Akun-akun ekuitas pemegang saham terdiri dari modal, cadangan pendapatan, cadangan
revaluasi, laba ditahan, dan akun cadangan modal yang digunakan untuk mencatat
penyesuaian tingkat harga terhadap modal.

E. International Accounting Standard Board (IASB)

IASB menyimpulkan bahwa laporan posisi keuangan dan kinerja operasional yang
dinyatakan dalam mata uang lokal dilingkungan hyperinflasi tidak bermanfaat.
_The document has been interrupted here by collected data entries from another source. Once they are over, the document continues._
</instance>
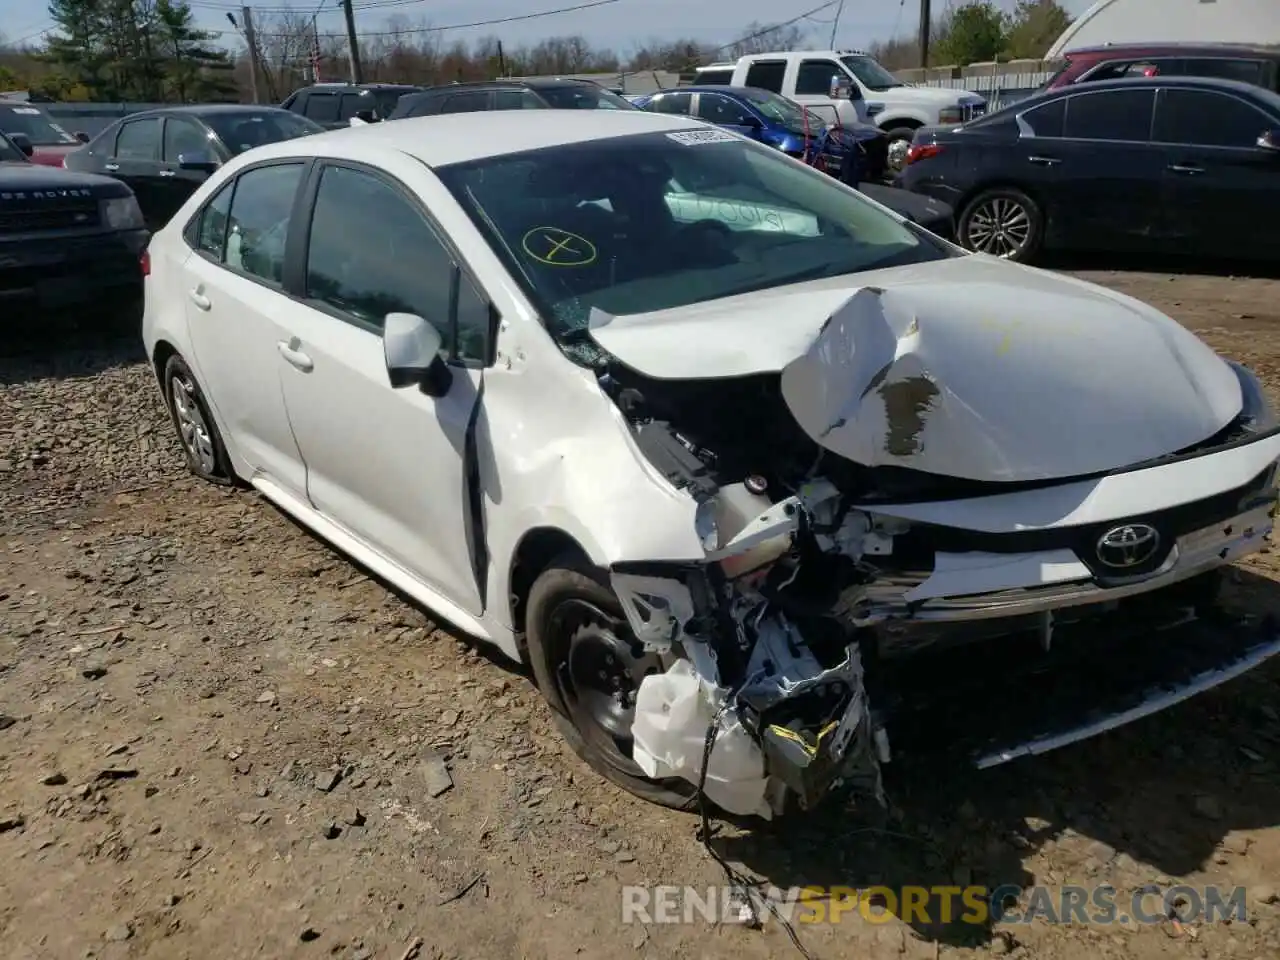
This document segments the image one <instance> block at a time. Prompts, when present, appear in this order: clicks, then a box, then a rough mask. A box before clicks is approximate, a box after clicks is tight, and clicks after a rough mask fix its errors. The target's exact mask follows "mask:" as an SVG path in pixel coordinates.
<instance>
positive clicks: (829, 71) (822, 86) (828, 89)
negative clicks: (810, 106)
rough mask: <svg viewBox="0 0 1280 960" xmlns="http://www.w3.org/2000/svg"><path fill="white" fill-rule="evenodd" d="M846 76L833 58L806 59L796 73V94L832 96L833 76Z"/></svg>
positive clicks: (802, 61)
mask: <svg viewBox="0 0 1280 960" xmlns="http://www.w3.org/2000/svg"><path fill="white" fill-rule="evenodd" d="M833 76H835V77H846V76H847V74H846V73H845V70H844V69H842V68H841V67H837V65H836V64H833V63H832V61H831V60H804V61H801V63H800V69H799V72H797V73H796V96H822V97H824V96H831V78H832V77H833Z"/></svg>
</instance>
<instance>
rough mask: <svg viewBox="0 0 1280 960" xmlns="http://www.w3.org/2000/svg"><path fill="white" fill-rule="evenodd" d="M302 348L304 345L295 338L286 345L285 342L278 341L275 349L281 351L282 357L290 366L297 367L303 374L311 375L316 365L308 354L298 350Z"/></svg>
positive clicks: (275, 344) (294, 337)
mask: <svg viewBox="0 0 1280 960" xmlns="http://www.w3.org/2000/svg"><path fill="white" fill-rule="evenodd" d="M301 346H302V344H301V342H300V340H298V338H297V337H294V338H293V339H292V340H289V342H288V343H285V342H284V340H276V343H275V348H276V349H278V351H280V356H282V357H284V358H285V360H287V361H289V364H292V365H293V366H296V367H297V369H298V370H301V371H302V372H303V374H310V372H311V370H312V367H315V364H314V362H312V361H311V357H308V356H307V355H306V353H303V352H302V351H301V349H298V347H301Z"/></svg>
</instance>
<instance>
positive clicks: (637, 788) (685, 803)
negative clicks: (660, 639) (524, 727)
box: [526, 554, 698, 810]
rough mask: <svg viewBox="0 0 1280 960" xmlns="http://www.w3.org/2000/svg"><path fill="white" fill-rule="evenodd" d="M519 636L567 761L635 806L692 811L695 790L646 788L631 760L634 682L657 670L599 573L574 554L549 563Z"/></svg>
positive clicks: (651, 653)
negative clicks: (614, 790)
mask: <svg viewBox="0 0 1280 960" xmlns="http://www.w3.org/2000/svg"><path fill="white" fill-rule="evenodd" d="M526 634H527V640H529V659H530V663H531V667H532V671H534V678H535V680H536V682H538V686H539V689H540V690H541V691H543V696H544V698H547V703H548V704H549V705H550V708H552V716H553V717H554V719H556V726H557V728H558V730H559V732H561V735H562V736H563V737H564V740H566V742H567V744H568V745H570V748H571V749H572V750H573V753H575V754H577V755H579V758H581V759H582V760H584V762H586V764H588V765H589V767H590V768H591V769H594V771H595V772H596V773H599V774H600V776H602V777H604V778H605V780H608V781H609V782H611V783H614V785H616V786H620V787H622V788H623V790H625V791H627V792H628V794H632V795H635V796H637V797H640V799H641V800H648V801H649V803H654V804H659V805H662V806H668V808H672V809H676V810H691V809H694V806H695V804H696V800H698V788H696V786H694V785H692V783H689V782H686V781H684V780H678V778H672V780H649V778H648V777H645V776H644V772H643V771H641V769H640V767H639V765H637V764H636V763H635V760H632V759H631V739H630V719H631V717H634V708H635V692H636V690H637V689H639V681H640V680H641V678H643V677H644V676H646V675H649V673H655V672H659V671H662V669H663V666H662V663H660V662H659V660H658V658H657V655H655V654H652V653H644V652H643V650H641V649H640V645H639V641H636V639H635V636H634V635H632V632H631V628H630V626H628V625H627V621H626V616H625V614H623V612H622V605H621V604H620V603H618V599H617V596H616V595H614V594H613V590H612V589H611V588H609V586H608V581H607V580H605V576H604V572H603V571H600V570H598V568H595V567H593V566H590V564H589V563H586V562H585V561H584V559H582V558H581V557H579V556H576V554H566V556H562V557H558V558H557V559H556V561H553V562H552V564H550V566H549V567H548V568H547V570H545V571H543V573H541V575H540V576H539V577H538V580H535V581H534V585H532V589H531V590H530V591H529V604H527V609H526ZM628 700H630V709H628V707H627V701H628Z"/></svg>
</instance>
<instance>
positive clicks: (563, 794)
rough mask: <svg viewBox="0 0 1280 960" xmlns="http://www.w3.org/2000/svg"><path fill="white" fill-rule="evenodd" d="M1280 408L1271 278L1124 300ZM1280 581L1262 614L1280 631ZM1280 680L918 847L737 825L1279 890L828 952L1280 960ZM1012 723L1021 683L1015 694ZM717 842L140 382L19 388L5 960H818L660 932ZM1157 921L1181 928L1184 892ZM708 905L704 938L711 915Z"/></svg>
mask: <svg viewBox="0 0 1280 960" xmlns="http://www.w3.org/2000/svg"><path fill="white" fill-rule="evenodd" d="M1087 278H1088V279H1092V280H1096V282H1101V283H1105V284H1107V285H1111V287H1114V288H1116V289H1120V291H1124V292H1125V293H1130V294H1133V296H1135V297H1139V298H1142V300H1147V301H1149V302H1152V303H1155V305H1156V306H1158V307H1161V308H1164V310H1167V311H1169V312H1170V314H1171V315H1174V316H1175V317H1178V319H1179V320H1180V321H1183V323H1184V324H1187V325H1189V326H1192V328H1193V329H1197V330H1198V332H1201V333H1202V334H1203V335H1204V337H1206V339H1208V342H1210V343H1211V344H1212V346H1213V347H1216V348H1217V349H1220V351H1222V352H1224V353H1228V355H1230V356H1233V357H1238V358H1240V360H1244V361H1245V362H1248V364H1251V365H1252V366H1253V367H1254V369H1257V370H1258V371H1260V374H1261V375H1262V376H1263V378H1265V379H1266V381H1267V385H1268V389H1270V390H1271V392H1272V396H1275V397H1276V398H1277V399H1280V307H1277V306H1276V305H1277V303H1280V297H1277V296H1276V293H1277V284H1276V283H1275V282H1272V280H1252V279H1230V278H1216V276H1211V278H1206V276H1176V275H1165V274H1123V273H1094V274H1087ZM1275 577H1276V563H1275V558H1274V556H1272V554H1266V556H1262V557H1258V558H1254V559H1253V561H1251V562H1249V563H1248V564H1245V566H1244V567H1243V568H1242V570H1240V571H1239V573H1238V576H1236V581H1238V582H1235V584H1234V585H1233V602H1234V603H1236V604H1238V605H1240V607H1244V608H1249V609H1253V611H1260V612H1261V611H1272V612H1280V593H1277V590H1276V588H1275V585H1274V580H1275ZM1277 678H1280V672H1277V671H1276V669H1274V668H1272V669H1265V671H1260V672H1256V673H1253V675H1249V676H1245V677H1244V678H1242V680H1239V681H1236V682H1234V684H1230V685H1229V686H1226V687H1224V689H1221V690H1220V691H1217V692H1213V694H1210V695H1206V696H1203V698H1199V699H1198V700H1194V701H1192V703H1189V704H1187V705H1184V707H1181V708H1176V709H1174V710H1170V712H1166V713H1164V714H1160V716H1157V717H1153V718H1151V719H1147V721H1144V722H1140V723H1137V724H1134V726H1132V727H1129V728H1125V730H1123V731H1119V732H1116V733H1112V735H1108V736H1105V737H1101V739H1098V740H1094V741H1092V742H1088V744H1083V745H1079V746H1075V748H1071V749H1066V750H1062V751H1060V753H1057V754H1053V755H1050V756H1047V758H1042V759H1037V760H1030V762H1024V763H1016V764H1011V765H1009V767H1005V768H1000V769H997V771H993V772H991V773H987V774H977V773H968V772H940V771H936V769H931V771H900V772H896V773H895V774H893V776H892V777H891V778H890V782H888V785H887V786H888V788H890V794H891V797H892V801H893V815H892V818H891V823H890V824H888V826H887V827H884V828H876V829H870V828H868V826H867V823H865V822H864V820H863V819H861V818H860V817H859V815H858V814H856V812H851V810H842V809H827V810H823V812H822V813H819V814H815V815H813V817H803V818H796V819H795V820H792V822H787V823H785V824H778V826H753V827H750V828H726V829H724V831H723V837H722V840H721V841H719V842H721V849H722V850H723V851H724V854H726V855H727V856H730V858H731V859H732V860H733V861H735V863H736V864H737V865H739V867H740V868H742V869H746V870H749V872H751V873H754V874H756V876H763V877H765V878H768V879H769V881H771V882H772V883H773V884H776V886H777V887H780V888H786V887H788V886H791V884H797V886H800V884H831V886H845V887H869V886H874V884H891V886H892V884H902V883H913V884H924V886H956V884H965V883H969V882H974V883H984V884H987V886H988V887H996V886H998V884H1001V883H1016V884H1023V886H1025V884H1029V883H1032V882H1039V883H1046V884H1051V886H1060V884H1068V883H1079V884H1085V886H1093V884H1098V883H1112V884H1115V886H1116V887H1117V888H1119V890H1120V891H1121V893H1120V896H1119V897H1117V901H1119V902H1120V904H1126V902H1128V899H1129V897H1130V895H1132V891H1134V890H1139V888H1142V887H1143V886H1144V884H1151V883H1155V884H1162V886H1164V887H1166V888H1167V887H1169V886H1171V884H1175V883H1188V884H1192V886H1202V884H1207V883H1216V884H1222V886H1226V887H1234V886H1236V884H1243V886H1247V887H1249V888H1251V896H1252V899H1253V901H1252V902H1251V904H1249V910H1251V919H1249V922H1247V923H1230V924H1226V923H1215V924H1192V925H1189V927H1179V925H1176V924H1174V923H1162V924H1157V925H1151V927H1119V925H1114V927H1106V928H1088V927H1084V925H1080V924H1070V925H1056V927H1051V925H1047V924H1044V923H1036V924H1030V925H1027V927H1023V925H1007V924H1005V925H1000V927H997V929H996V931H995V934H992V932H991V931H987V929H986V928H983V927H973V925H966V924H959V923H951V924H943V923H940V922H937V920H938V919H940V918H937V916H934V918H931V920H932V922H931V923H925V922H924V920H923V919H920V918H913V923H902V922H900V920H897V919H892V918H890V919H888V922H884V923H879V922H873V920H874V918H872V919H867V918H864V916H860V915H859V911H858V910H854V911H850V913H847V914H846V915H845V916H844V919H842V922H841V923H838V924H827V923H823V924H796V929H797V937H799V938H800V941H801V942H803V943H804V945H805V947H806V948H808V950H809V952H810V954H812V955H813V956H819V957H847V956H869V957H879V956H886V957H890V956H892V957H899V956H906V957H923V959H927V957H940V956H941V957H950V956H957V957H959V956H972V955H984V954H987V952H996V954H1005V955H1007V954H1012V955H1016V956H1025V957H1037V959H1038V957H1048V959H1059V960H1094V957H1100V956H1124V957H1157V956H1213V957H1217V956H1224V957H1225V956H1240V957H1247V959H1248V957H1265V956H1277V955H1280V908H1277V906H1276V905H1274V904H1265V902H1258V901H1260V900H1268V899H1270V897H1271V896H1272V893H1271V892H1270V891H1268V890H1267V888H1266V887H1267V884H1270V886H1271V887H1272V888H1274V887H1275V884H1276V878H1277V877H1280V827H1277V824H1280V768H1277V759H1280V692H1277V686H1276V682H1277ZM992 695H993V696H998V691H996V692H993V694H992ZM696 828H698V818H696V817H692V815H684V814H673V813H669V812H667V810H662V809H659V808H654V806H650V805H646V804H643V803H640V801H636V800H632V799H630V797H628V796H626V795H622V794H620V792H618V791H616V790H613V788H612V787H609V786H607V785H604V783H602V782H600V781H599V780H598V778H596V777H595V776H594V774H591V773H590V771H588V769H586V768H585V767H584V765H582V764H581V763H579V762H577V760H576V759H575V758H573V756H572V755H571V754H568V753H567V751H566V750H564V749H563V748H562V745H561V741H559V739H558V737H557V736H556V733H554V731H553V730H552V726H550V721H549V717H548V712H547V708H545V707H544V704H543V701H541V699H540V698H539V695H538V694H536V691H535V690H534V687H532V685H531V684H530V681H529V680H527V678H526V677H525V676H524V675H522V673H521V672H520V671H516V669H512V668H511V667H509V666H508V664H506V663H502V662H499V660H497V659H490V658H489V657H488V655H486V654H485V653H484V652H481V650H477V649H475V648H472V646H471V645H470V644H468V643H467V641H466V640H463V639H460V637H456V636H453V635H451V634H449V632H447V631H445V630H442V628H440V627H439V626H438V625H435V623H434V622H433V621H431V618H430V614H426V613H424V612H422V611H419V609H415V608H413V607H411V605H408V604H406V603H403V602H402V600H401V599H399V598H398V596H396V595H394V594H392V593H389V591H388V590H387V589H384V588H383V586H380V585H379V584H376V582H374V581H371V580H369V579H367V577H366V576H365V575H362V573H361V572H360V571H358V570H357V568H355V567H352V566H351V564H349V563H347V562H346V561H343V559H342V558H339V557H337V556H335V554H333V553H332V552H330V550H329V549H328V548H325V547H324V545H321V544H319V543H316V541H315V540H312V539H311V538H310V536H307V535H306V534H305V532H302V531H300V530H298V529H297V527H296V526H294V525H293V524H291V522H289V521H287V520H285V518H284V517H282V515H280V513H278V512H276V511H275V509H273V508H271V507H270V506H269V504H266V503H265V502H262V500H261V499H260V498H259V497H257V495H255V494H246V493H233V492H227V490H221V489H215V488H211V486H207V485H202V484H197V483H193V481H191V480H189V479H188V477H187V476H186V475H184V474H182V472H180V470H179V457H178V451H177V448H175V444H174V442H173V439H172V429H170V428H169V424H168V422H166V420H165V417H164V413H163V411H161V408H160V406H159V398H157V396H156V390H155V385H154V381H152V379H151V374H150V371H148V370H147V367H146V365H145V364H142V362H141V360H140V357H137V356H136V355H133V353H132V352H128V351H127V352H124V353H122V352H119V351H116V349H100V351H88V352H83V353H79V355H76V356H70V355H65V356H60V357H59V358H56V360H54V361H50V362H46V364H45V365H44V366H42V367H40V369H35V367H32V366H31V364H27V362H18V361H0V858H3V859H4V863H5V864H6V868H8V869H5V870H4V872H3V873H0V941H3V942H4V943H5V951H4V952H5V956H6V957H10V959H12V960H26V959H27V957H32V959H35V957H87V956H96V957H165V959H168V957H198V959H204V957H220V959H227V960H230V959H232V957H262V956H270V957H294V956H297V957H319V956H337V957H347V959H349V960H355V959H356V957H390V959H392V960H399V959H401V957H410V956H420V957H436V959H438V957H467V959H471V957H475V959H476V960H492V959H493V957H529V959H534V957H556V959H558V957H600V959H602V960H603V959H608V960H616V959H617V957H625V956H637V957H677V959H678V957H690V959H692V957H708V959H710V957H733V959H735V960H751V959H753V957H759V959H760V960H764V959H765V957H785V956H788V955H795V956H800V954H799V952H796V951H795V947H794V946H792V943H791V942H790V940H788V937H787V933H786V931H785V929H783V928H782V927H781V925H780V924H778V923H771V924H767V927H765V929H764V931H750V929H744V928H741V927H735V925H732V924H719V925H713V924H708V923H705V922H695V923H691V924H660V923H649V924H636V923H632V924H626V923H623V922H622V904H623V901H622V887H623V886H625V884H659V883H660V884H673V886H684V884H690V886H694V887H698V888H701V890H705V888H707V887H708V886H709V884H721V883H723V874H722V872H721V868H719V867H718V865H717V864H716V863H714V861H713V860H712V859H709V858H708V856H707V854H705V851H704V850H703V846H701V844H700V842H699V840H698V837H696ZM1157 902H1158V900H1157ZM678 913H680V911H678V909H677V914H678Z"/></svg>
IAS 29
pelaporan keuangan dalam Perekonomian Hiperinflasi mewajibkan (dan bukan hanya
merekomendasikan) penyajian ulang informasi laporan keuangan utama. Secara khusus,
laporan keuangan suatu perusahaan yang melakukan pelaporan dalam mata uang
perekonomian hiperinflasi, apakah didasarkan pada kerangka penilaian biaya historis atau
biaya kini, harus disajikan ulang sesuai dengan daya beli konstan pada tanggal neraca.
Peraturan ini juga berlaku untuk angka-angka serupa ditahun sebelumnya. Laba atau rugi
daya beli terkait posisi kewajiban atau aset moneter bersih harus dimasukkan kedalam laba
bersih. Perusahaan pelapor juga harus mengungkapkan :

1. Fakta bahwa penyajian ulang atas perubahan daya beli umum unit pengukuran telah
dilakukan.

2. Model penilaian aset yang digunakan dalam laporan utama (yaitu penilaian historis
atau biaya kini).

3. Identitas dan tingkat indeks harga pertanggal neraca, berikut pergerakkannya selama
tahun pelaporan.

4. Laba atau rugi moneter bersih tahun berjalan.